原発性肝がんで最も多い肝細胞癌は、発見が遅れることが多いです。多くの患者では、腫瘍が既に肝臓から血液を排出する主要な静脈に浸潤しており、これを大血管浸潤と呼びます。これらの静脈内で増殖するがんは、血栓や腫瘍片を肺や心臓へ送り込み、心不全や肺動脈の閉塞など深刻な問題を引き起こす可能性があります。そのため国際的なガイドラインは長年にわたり、これらの患者を進行期に分類し、疾患を切除するのではなく主に進行を遅らせることを目的とした薬物やその他の非外科的治療を推奨してきました。

研究者が検証しようとしたこと

この状況で大規模な手術を試みる価値があるかどうかについて、世界の医師たちの意見は分かれています。東アジアの一部ガイドラインでは血管内腫瘍を有する選択患者に対する肝切除を容認する一方で、多くの西洋のガイドラインは依然として手術回避を推奨しています。明確化のために、著者らは1990年から2023年半ばまでに発表された研究を対象に4つの大規模医学データベースを系統的に検索しました。門脈、肝静脈、心臓へ戻る大静脈、あるいは右上心室まで浸潤した患者に焦点を当て、腫瘍の外科的切除と経カテーテル塞栓療法、放射線、ソラフェニブのような分子標的薬、または緩和的治療などの非外科的アプローチとを直接比較した研究のみを含めました。

研究の方法

研究チームは合計33件の研究から10,551人の患者データを収集し、そのうちほぼ半数が肝切除を受けていました。標準的なメタ解析手法を用いて、治療開始後1年、3年、5年時点の生存率を比較するために結果を統合しました。また腫瘍が静脈内でどの程度、どの部位まで広がっているかを詳しく検討しました。例えば、門脈の末梢枝に限局している場合もあれば、主幹まで達している場合やそれ以上に広がっている例もありました。追加解析では、手術と介入手技、放射線、ソラフェニブを基礎とした薬物療法といった特定の非外科的選択肢とを比較しました。

誰が手術から最も利益を得るか

主要血管浸潤のすべての患者を対象にすると、手術は明らかに生存率の改善と関連していました:非外科的治療のみを受けた群と比べ、1年、3年、5年の各時点で生存者が多くみられました。利点が最も強かったのは、腫瘍血栓が門脈の小枝または主枝(タイプIおよびIIに相当)に限局している場合や、肝臓から大静脈へ血液を流す肝静脈が侵されている場合でした。これらの群では、手術は全ての時点で一貫して生存率を高めました。対照的に、がんが門脈の主幹やそれ以上にまで広がっている場合には、手術の有益性はほとんど消失し、非外科的治療と同等の結果となることが多かったです。
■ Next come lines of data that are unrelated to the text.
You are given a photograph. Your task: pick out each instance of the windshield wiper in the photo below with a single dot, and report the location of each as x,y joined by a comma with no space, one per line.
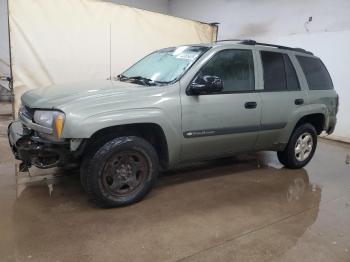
139,79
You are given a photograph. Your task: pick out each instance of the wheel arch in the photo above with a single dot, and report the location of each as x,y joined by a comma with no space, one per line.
151,132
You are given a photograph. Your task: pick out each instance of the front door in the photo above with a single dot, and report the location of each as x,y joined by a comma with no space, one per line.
226,122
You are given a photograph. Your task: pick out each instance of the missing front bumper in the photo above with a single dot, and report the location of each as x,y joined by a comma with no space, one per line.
33,150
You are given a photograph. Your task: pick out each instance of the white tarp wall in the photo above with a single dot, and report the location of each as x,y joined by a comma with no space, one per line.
54,41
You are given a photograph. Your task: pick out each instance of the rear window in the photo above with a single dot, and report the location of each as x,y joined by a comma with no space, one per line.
316,73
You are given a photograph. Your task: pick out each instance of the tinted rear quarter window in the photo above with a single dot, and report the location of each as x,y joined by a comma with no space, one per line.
279,73
316,74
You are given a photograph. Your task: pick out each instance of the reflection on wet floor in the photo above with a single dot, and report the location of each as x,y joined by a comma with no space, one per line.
244,208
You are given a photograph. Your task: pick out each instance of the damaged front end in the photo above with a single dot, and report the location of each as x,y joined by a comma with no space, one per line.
31,149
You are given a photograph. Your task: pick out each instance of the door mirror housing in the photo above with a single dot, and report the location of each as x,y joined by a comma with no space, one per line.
205,84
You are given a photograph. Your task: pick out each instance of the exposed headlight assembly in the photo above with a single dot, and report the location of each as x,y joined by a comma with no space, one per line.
50,119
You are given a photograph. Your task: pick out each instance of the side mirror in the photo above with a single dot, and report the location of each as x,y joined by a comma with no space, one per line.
205,85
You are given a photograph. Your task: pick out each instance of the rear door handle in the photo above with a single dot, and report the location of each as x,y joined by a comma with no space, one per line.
250,105
299,101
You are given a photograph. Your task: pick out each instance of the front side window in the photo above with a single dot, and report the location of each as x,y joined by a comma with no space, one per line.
163,66
234,67
279,73
316,74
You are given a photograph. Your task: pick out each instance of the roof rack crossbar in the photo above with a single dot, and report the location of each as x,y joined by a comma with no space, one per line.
253,42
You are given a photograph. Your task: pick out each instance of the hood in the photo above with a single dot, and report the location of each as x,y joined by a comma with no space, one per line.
61,96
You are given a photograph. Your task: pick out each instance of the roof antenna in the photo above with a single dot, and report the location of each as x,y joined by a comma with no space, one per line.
307,23
110,51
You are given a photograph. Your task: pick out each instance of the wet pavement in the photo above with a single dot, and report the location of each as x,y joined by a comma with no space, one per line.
245,208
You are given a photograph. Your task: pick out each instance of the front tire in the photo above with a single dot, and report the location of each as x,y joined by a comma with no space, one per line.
300,148
121,172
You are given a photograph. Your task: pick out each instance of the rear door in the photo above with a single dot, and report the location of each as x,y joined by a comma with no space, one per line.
281,97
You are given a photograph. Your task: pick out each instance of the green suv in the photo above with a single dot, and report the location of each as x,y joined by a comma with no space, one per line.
178,105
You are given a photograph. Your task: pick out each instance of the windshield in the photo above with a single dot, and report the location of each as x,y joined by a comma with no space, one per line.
163,66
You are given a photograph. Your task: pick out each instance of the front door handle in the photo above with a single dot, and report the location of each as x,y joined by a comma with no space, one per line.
299,101
250,105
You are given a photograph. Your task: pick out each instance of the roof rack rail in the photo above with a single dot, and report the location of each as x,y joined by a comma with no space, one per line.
253,42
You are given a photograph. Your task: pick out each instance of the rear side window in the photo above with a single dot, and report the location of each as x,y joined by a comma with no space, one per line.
316,73
279,73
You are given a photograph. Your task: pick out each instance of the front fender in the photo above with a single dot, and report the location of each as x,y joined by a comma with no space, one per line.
86,127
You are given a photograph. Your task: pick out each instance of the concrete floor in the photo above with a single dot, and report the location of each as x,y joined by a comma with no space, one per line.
246,208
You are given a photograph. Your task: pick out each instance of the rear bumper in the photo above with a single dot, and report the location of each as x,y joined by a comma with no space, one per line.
33,150
331,125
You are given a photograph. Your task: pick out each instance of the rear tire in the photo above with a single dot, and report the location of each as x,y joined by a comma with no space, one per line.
121,172
300,148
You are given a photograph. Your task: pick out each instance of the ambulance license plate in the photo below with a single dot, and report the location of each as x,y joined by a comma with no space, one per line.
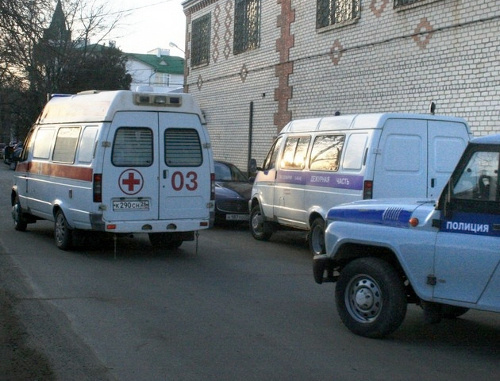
130,204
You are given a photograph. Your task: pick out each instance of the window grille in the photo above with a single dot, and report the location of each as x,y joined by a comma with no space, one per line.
182,148
246,25
133,147
332,12
200,40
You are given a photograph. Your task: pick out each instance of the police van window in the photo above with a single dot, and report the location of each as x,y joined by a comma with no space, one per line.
326,152
182,148
354,152
87,145
479,180
270,160
132,147
295,151
43,143
66,143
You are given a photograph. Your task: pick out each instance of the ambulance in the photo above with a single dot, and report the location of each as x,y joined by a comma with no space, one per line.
120,162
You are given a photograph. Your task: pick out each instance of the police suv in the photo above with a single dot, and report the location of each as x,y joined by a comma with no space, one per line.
443,256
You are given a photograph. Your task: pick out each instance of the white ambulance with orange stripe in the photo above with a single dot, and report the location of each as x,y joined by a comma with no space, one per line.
120,162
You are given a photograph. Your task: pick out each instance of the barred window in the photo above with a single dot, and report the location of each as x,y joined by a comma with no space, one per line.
400,3
182,148
332,12
246,25
200,40
133,147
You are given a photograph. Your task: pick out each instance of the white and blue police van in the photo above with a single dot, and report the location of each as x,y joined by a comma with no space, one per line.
443,256
120,162
318,163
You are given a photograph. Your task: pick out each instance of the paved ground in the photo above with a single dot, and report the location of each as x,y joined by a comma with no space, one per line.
17,360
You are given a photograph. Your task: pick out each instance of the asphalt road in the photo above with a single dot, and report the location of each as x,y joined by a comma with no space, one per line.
237,309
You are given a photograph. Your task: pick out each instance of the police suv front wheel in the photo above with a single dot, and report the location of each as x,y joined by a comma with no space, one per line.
317,237
370,297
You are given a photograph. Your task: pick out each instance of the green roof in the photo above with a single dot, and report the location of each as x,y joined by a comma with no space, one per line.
162,64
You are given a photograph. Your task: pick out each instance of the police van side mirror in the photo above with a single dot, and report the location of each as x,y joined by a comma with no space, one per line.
252,166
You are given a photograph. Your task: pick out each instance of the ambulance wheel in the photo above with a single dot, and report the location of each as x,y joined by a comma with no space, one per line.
260,229
370,297
20,223
317,237
164,241
62,232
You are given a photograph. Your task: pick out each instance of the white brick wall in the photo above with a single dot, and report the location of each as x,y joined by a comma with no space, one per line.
381,68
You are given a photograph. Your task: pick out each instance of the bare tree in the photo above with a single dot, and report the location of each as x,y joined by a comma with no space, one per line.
41,54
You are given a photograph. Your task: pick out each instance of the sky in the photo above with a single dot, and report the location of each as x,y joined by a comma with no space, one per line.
149,24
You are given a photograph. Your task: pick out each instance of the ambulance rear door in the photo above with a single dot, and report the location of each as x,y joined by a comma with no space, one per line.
185,167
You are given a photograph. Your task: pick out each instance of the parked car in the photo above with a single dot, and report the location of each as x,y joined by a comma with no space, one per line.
442,255
232,193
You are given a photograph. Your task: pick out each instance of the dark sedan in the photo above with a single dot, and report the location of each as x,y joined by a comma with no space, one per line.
232,192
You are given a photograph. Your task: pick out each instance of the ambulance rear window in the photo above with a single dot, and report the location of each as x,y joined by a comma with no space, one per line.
182,148
133,147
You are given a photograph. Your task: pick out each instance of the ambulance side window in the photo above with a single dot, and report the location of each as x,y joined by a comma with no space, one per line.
86,151
270,160
66,143
182,147
43,143
132,147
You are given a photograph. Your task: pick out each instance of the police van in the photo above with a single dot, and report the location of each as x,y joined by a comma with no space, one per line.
315,164
120,162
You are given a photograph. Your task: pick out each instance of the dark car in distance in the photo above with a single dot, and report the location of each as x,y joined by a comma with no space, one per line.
232,192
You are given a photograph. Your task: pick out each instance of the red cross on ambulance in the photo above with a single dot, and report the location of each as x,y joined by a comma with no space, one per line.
131,182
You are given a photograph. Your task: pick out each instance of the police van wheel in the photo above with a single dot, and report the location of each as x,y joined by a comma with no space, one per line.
260,229
20,223
370,297
317,237
62,232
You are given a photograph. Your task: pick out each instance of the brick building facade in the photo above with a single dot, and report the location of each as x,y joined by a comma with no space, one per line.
301,58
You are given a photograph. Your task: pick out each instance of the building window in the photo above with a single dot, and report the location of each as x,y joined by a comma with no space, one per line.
200,41
333,12
246,25
400,3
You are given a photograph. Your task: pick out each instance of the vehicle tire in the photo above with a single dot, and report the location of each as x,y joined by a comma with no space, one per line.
164,241
370,297
20,223
260,229
317,237
62,232
452,312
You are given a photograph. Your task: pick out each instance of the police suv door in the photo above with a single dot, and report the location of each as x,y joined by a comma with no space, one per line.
467,246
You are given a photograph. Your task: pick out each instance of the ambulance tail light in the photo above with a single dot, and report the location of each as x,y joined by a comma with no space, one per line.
97,190
367,189
212,186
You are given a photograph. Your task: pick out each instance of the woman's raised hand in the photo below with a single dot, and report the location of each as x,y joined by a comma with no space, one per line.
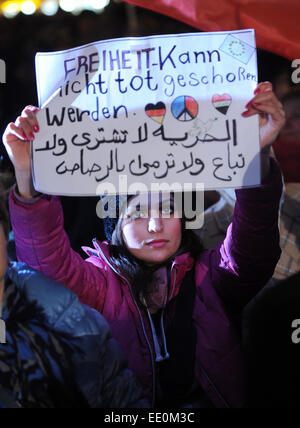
271,119
271,114
16,140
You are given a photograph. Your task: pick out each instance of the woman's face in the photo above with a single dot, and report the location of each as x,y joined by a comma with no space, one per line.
150,230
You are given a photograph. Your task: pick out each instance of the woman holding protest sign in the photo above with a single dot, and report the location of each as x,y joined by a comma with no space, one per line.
173,307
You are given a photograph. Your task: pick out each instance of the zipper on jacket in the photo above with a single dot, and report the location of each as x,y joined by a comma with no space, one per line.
146,336
141,320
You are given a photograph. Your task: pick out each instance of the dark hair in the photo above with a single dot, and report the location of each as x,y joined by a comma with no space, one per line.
140,275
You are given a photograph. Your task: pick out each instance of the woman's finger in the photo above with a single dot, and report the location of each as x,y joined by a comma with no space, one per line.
16,132
30,113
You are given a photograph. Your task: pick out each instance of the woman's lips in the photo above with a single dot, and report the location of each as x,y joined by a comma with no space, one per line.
157,244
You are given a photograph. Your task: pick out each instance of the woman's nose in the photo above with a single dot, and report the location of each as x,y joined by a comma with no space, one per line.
155,224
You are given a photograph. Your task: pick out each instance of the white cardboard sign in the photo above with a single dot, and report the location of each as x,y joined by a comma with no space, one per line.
147,111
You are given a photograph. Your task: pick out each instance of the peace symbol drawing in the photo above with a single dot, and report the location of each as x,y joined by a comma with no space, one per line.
185,108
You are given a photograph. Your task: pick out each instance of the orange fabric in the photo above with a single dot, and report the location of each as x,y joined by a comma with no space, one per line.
276,22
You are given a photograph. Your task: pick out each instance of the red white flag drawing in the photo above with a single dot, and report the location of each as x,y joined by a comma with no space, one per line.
276,21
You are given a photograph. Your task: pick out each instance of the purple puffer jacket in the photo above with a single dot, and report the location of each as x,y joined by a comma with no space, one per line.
227,278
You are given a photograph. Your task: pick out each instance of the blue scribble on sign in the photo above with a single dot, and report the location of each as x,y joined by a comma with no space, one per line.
237,49
2,71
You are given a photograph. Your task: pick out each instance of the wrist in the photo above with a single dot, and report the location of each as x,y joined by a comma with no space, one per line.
25,186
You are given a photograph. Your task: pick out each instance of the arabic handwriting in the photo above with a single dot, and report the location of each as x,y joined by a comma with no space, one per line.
208,138
60,142
161,132
218,163
197,161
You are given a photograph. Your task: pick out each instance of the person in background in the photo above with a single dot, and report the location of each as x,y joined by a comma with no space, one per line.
157,288
57,353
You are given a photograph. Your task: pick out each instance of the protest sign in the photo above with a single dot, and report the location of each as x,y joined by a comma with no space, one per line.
140,112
心臓へつながる大静脈内への浸潤がある患者では、利用可能な証拠が限られて混在しており、確固たる結論を得るには不十分でした。

手術は他の現代的治療と比べてどうか

手術が一般的に用いられる非外科的選択肢と直接比較された場合、しばしば手術が優れている結果が示されました。腫瘍切除を受けた患者は、介入的手技のみを受けた患者やソラフェニブ群より長生きする傾向がありました。しかし、利用可能な研究では手術が現代の放射線療法に明確に勝るとは言えませんでした。著者らは重要なギャップを指摘しています:含まれた研究の多くの非外科的患者は、進行肝がんで成績を改善した現在の代表的薬剤併用療法であるアテゾリズマブ+ベバシズマブを受けていませんでした。そのため、手術がこれらの新しい免疫療法と比べて優れているのか、劣るのか、あるいは補完し得るのかはまだ分かっていません。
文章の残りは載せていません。